I sat there for what must have been hours, just watching the rise and fall of her chest, but I looked to her face and noticed how she’d aged, over the two years she’s been dead to us, she’s aged the same as us, her hair is longer, it’s a paler brown and she’s also lost weight, she seems slightly taller too, although she’s not standing, but she just seems quite long out stretched on the bed the way she is. But my gaze fell from her face to her neck, I squinted slightly, but then decided to lean in, I traced my finger gently over what appeared to be a scar that spread down from her jawline to her collarbone, pale and prominent like the ones I had on my wrists from my childhood, suddenly a hand grabbed mine and twisted me around so I was facing the door, my arm now being held tightly behind my back and my hand behind my head “Don’t. Touch. Me.” the three words came off heavily and defensive, the strength was something new but the voice was one that was far too familiar from my dreams.
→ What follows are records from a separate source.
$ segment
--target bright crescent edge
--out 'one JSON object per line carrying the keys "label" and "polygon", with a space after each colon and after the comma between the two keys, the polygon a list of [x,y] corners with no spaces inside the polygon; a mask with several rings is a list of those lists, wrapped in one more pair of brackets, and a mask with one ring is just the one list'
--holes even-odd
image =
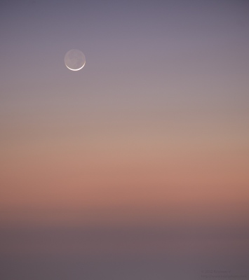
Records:
{"label": "bright crescent edge", "polygon": [[66,66],[67,66],[69,70],[72,70],[72,71],[79,71],[79,70],[82,69],[82,68],[85,66],[86,62],[85,62],[85,63],[81,66],[81,68],[79,68],[78,69],[72,69],[72,68],[69,68],[66,64],[65,64],[66,65]]}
I twisted my head slightly to see her glaring at me, but when she saw me, her breath hitched and she dropped my arm from her grip, she crawled away from me so she was on the opposite side of the bed, she stared at me almost in fear, I turned back to face her properly and she breathed heavily, her eyes watering, after a few minutes she leant forward slightly, and then crawled back toward me, she cupped my face in her hands “F-frank…” she whispered, her eyes watering and a smile spreading across her face, I said nothing, words escaped me at this moment, I simply nodded and she took her hands away from my face and jumped on my causing the chair to rock back before regaining its balance again, her arms wrapped tightly around my neck and her head next to mine, my arms hesitantly wrapped around her waist and I held her tightly as close to me as our bodies would allow. “I’m so sorry.” I whispered, she pulled her head up and looked at me “You’re sorry?” she questioned, I nodded “I’m sorry I didn’t help you, I’m sorry I couldn’t make your life better, I’m sorry I was never good enough for you, I’m sorry I couldn’t save you…” I said breathing heavily a tear rolled down her face “Frank, please, please don’t tell me that you’ve blamed yourself for what I did…for the past two years.” She whispered, pain in her eyes, I looked away.

I have blamed myself, of course I have, and yet I knew blaming myself would be something she wouldn’t want me to do, she wouldn’t want me to feel the guilt, she wouldn’t want me to feel like her blood was on my hands, yet I still felt that way, I always felt that way and hearing the pain in her voice when she says it kills me a little inside…

“Frank…” she started but she was interrupted by the door opening behind me, she let me go and shuffled across the bed before standing up, I stood from the chair and turned around to see Gerard, Mikey and Ray standing at the door, I looked to Jennifer and a grin spread across her face and tears ran down her cheeks, she ran over to Gerard and jumped into his arms, he engulfed her in a hug and they exchanged ‘I missed you’ and ‘I love you’ she then did the same with Mikey, and then greeted Ray, as the four of them began having happy reunion conversations with each other, a sense of hopelessness evolved in me and I walked out of the room, leaving them to greet each other
There was a happiness in my heart, knowing she was back and alive, but at the same time, I didn’t trust her, I couldn’t trust her, I knew where she’d been, I knew this was Better Living’s doing, and everything they do has a reason, I hate the thought that they are using her as a weapon against us…a weapon against me.

I walked aimlessly through the hallways with no specific destination I walked, trying to understand the feelings and thoughts in my mind, but I just couldn’t, my heart was thrilled but my mind contradicted, my mind was telling me to stay away but my heart told me to tell her how I feel, how I’ve always felt but my mind conquers all, it always has, my thoughts have a wicked hold over me, that disregard everything else my body tells me to do, it makes me feel weak, but it also helps me, although I love her, my mind stops me from acting out, my mind helps me stay away and keep my distance, my mind over the past few years helped me forget, although in my dreams it would seem that my mind has no control.